Hyperglycemic O-GlcNAc transferase activity drives cancer stem cell induction in TNBC
Abstract
Enhanced glucose metabolism is a feature of almost all cancers, but downstream functional effects of aberrant glucose flux are difficult to mechanistically determine. The objective of this study is to characterize a mechanism by which elevated glucose level drives a tumorigenic pathway in triple negative breast cancer (TNBC). We used chemical biology methods to track how a metabolite of glucose, N-acetylglucosamine (GlcNAc), is linked to the transcriptional regulatory protein tet-methylcytosine dioxygenase 1 (TET1) as an O-linked GlcNAc post translational modification (O-GlcNAc). In this work, we revealed that intracellular protein glycosylation by O-GlcNAc is driven by high glucose levels in TNBC models, including on TET1. A single enzyme, O-GlcNAc transferase (OGT), is responsible for catalyzing protein modification of O-GlcNAc. We showed that OGT activity is higher in TNBC cell lines compared to non-tumor breast cell lines and is associated with hyperglycemia. Furthermore, enhanced OGT activity activated a pathway for cancer stem-like cell (CSC) reprogramming in TNBC cells.
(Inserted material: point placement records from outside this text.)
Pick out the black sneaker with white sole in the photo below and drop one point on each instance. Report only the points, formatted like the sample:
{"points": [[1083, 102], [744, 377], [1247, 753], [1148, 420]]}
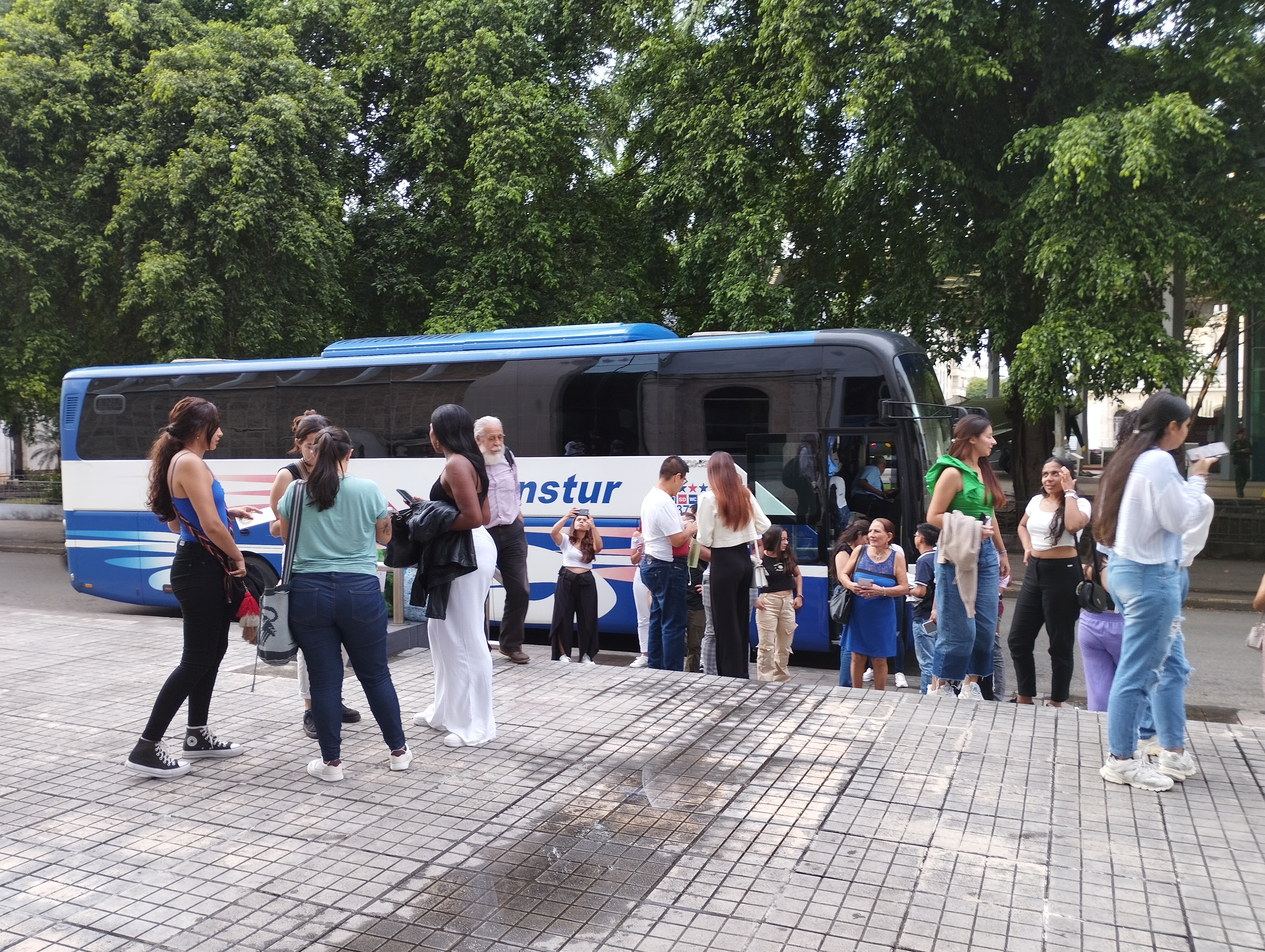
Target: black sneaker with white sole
{"points": [[200, 744], [153, 760]]}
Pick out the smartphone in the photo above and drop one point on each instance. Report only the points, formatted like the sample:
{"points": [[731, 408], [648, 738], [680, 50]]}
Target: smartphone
{"points": [[1211, 452]]}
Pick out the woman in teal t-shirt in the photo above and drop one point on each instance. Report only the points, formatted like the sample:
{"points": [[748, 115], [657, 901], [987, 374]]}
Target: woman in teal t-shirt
{"points": [[336, 600], [962, 481]]}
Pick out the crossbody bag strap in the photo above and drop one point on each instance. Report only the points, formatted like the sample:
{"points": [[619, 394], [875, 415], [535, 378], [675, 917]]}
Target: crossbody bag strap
{"points": [[296, 515]]}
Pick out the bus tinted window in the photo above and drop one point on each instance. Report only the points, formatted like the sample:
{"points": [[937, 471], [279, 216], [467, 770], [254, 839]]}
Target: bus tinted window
{"points": [[485, 389], [123, 416], [353, 398]]}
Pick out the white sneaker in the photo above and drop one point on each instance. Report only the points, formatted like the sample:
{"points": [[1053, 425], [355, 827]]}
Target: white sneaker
{"points": [[971, 692], [326, 772], [1135, 773], [1179, 767]]}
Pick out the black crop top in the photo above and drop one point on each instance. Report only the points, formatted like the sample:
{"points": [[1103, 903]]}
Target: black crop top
{"points": [[439, 495]]}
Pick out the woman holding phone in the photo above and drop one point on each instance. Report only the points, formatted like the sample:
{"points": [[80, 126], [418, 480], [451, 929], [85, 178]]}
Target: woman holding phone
{"points": [[186, 496], [304, 430], [876, 576], [576, 592], [962, 481], [1049, 531], [1144, 509]]}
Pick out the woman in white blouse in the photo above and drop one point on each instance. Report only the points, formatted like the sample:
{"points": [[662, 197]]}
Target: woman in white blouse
{"points": [[730, 521], [1144, 507], [1049, 530]]}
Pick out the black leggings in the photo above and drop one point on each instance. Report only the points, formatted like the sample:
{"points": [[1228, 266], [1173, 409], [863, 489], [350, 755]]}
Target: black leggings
{"points": [[732, 610], [1048, 597], [198, 583], [575, 597]]}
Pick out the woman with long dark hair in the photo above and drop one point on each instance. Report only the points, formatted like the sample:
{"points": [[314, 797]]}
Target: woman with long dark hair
{"points": [[304, 430], [876, 576], [1143, 510], [576, 593], [1049, 530], [848, 540], [963, 482], [459, 644], [730, 520], [335, 598], [186, 496]]}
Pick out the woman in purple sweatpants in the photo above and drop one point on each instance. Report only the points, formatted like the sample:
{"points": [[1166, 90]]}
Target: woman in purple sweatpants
{"points": [[1100, 634]]}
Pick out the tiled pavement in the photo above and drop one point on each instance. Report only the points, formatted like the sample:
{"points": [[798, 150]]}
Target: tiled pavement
{"points": [[619, 810]]}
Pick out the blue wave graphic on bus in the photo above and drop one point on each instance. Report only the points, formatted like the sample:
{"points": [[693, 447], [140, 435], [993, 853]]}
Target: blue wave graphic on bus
{"points": [[117, 556]]}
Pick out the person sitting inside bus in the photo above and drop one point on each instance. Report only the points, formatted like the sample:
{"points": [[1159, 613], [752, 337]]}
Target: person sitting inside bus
{"points": [[870, 497]]}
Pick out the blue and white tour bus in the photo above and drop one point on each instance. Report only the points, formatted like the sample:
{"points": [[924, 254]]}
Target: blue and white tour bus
{"points": [[590, 411]]}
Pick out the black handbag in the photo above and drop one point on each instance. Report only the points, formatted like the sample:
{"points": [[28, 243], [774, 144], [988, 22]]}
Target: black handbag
{"points": [[402, 552], [842, 605], [1091, 595]]}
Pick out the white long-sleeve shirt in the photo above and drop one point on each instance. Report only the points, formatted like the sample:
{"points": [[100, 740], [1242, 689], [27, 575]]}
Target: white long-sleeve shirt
{"points": [[1157, 510], [717, 535], [1195, 539]]}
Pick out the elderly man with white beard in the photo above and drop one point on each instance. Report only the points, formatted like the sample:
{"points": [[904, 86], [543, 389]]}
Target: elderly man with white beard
{"points": [[508, 533]]}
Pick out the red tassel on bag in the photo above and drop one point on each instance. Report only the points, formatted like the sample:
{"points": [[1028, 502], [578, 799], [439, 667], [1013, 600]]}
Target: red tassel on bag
{"points": [[248, 615]]}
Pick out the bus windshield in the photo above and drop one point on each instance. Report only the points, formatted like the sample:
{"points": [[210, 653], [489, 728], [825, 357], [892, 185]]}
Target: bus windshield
{"points": [[935, 434]]}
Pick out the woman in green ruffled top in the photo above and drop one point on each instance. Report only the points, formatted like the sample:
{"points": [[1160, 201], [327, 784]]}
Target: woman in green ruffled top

In our model, O-GlcNAcylated TET1 upregulated expression of splicing factor TAR-DNA binding protein (TARDBP), which drives CSC induction as well as higher OGT levels. We show that this OGT-TET1-TARDBP axis “feeds-forward” in hyperglycemic conditions both in cell lines and diet-induced obese mice, which displayed higher blood glucose levels and tumor O-GlcNAc levels than lean littermates. This data converges on a novel pathway whereby hyperglycemia drives aberrant OGT activity, activating a pathway for CSC induction in TNBC. Our findings partially explain a key aspect of how obesity is associated with TNBC risk and negative outcomes.